To start fresh, remove prior Node.jsand npm installs as well as these files/directories:
要重新开始,请删除之前的Node.js和 npm 安装以及这些文件/目录:
mv ~/.npmrc ~/.npmrc~prior
mv ~/.npm ~/.npm~prior
mv ~/tmp ~/tmp.~prior
mv ~/.npm-init.js ~/.npm-init.js~prior
Solution: Install Node.js (which comes with npm) as NON root (no sudo)
解决方案:将 Node.js(npm 自带)安装为非 root(无 sudo)
Download Source Code directly from https://nodejs.org/en/download/
直接从https://nodejs.org/en/download/下载源代码
Execute the below as yourself (Linux/OS X)
以自己的身份执行以下命令(Linux/OS X)
cd node-v8.1.2 # into expanded source dir
export NODE_PARENT=${HOME}/node-v8.1.2 # put this into your ~/.bashrc
Feel free to change above export to whatever location is appropriate
随意更改以上导出到任何合适的位置
./configure --prefix=${NODE_PARENT}
make -j4 # for dual core ... use -j8 for quad core CPU
make install
which puts the binaries for Node.js and npm as well as its modules repository into $NODE_PARENT, a $USER owned dir which then allows you to issue subsequent npm install xxx commands as yourself.
它将 Node.js 和 npm 的二进制文件及其模块存储库放入 $NODE_PARENT,这是一个 $USER 拥有的目录,然后您可以像自己一样发出后续的 npm install xxx 命令。
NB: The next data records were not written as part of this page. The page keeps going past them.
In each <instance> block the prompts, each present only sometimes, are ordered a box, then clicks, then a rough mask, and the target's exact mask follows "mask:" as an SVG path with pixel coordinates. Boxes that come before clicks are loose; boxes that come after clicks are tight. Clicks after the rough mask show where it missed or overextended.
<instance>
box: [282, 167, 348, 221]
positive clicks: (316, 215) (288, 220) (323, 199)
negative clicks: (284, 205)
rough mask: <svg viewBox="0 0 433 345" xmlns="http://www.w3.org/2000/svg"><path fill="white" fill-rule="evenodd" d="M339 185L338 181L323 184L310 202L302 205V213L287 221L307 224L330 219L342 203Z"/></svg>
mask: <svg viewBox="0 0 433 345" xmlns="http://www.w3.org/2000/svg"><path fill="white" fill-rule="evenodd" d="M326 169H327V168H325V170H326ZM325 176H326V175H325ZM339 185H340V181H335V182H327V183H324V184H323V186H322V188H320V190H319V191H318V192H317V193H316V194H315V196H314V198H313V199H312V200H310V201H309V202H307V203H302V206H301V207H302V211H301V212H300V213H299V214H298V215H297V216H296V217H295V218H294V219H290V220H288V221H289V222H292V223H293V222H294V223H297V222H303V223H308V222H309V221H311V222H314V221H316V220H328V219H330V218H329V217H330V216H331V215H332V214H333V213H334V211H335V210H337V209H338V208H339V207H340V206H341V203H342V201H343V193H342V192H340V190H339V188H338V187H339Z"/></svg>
To reach the binaries for node and npm alter your PATH environment variables in your ~/.bashrc:
要访问 node 和 npm 的二进制文件,请更改 ~/.bashrc 中的 PATH 环境变量:
export PATH=${NODE_PARENT}/bin:${PATH}
export NODE_PATH=${NODE_PARENT}/lib/node_modules
Then to install packages into that directory (global), as opposed to the current directory (local) always pass in the -g flag (global):
然后将包安装到该目录(全局)中,而不是当前目录(本地)总是传入 -g 标志(全局):
npm install -g someModule
NOTE - at no time are you executing anything npm or node related as root / sudo.
注意 - 您绝不会以 root / sudo 身份执行任何 npm 或节点相关的操作。
回答by Assertnotnull
Another reason for notinstalling NPM packages under root is that it will cause you to face file access problem with packages that are using node-gyp (ex: node-sass) because it builds C++ libs and those are not in the local node_modulesfolder.
不在root 下安装 NPM 包的另一个原因是,它会导致您面临使用 node-gyp(例如:node-sass)的包的文件访问问题,因为它构建了 C++ 库,而这些库不在本地node_modules文件夹中。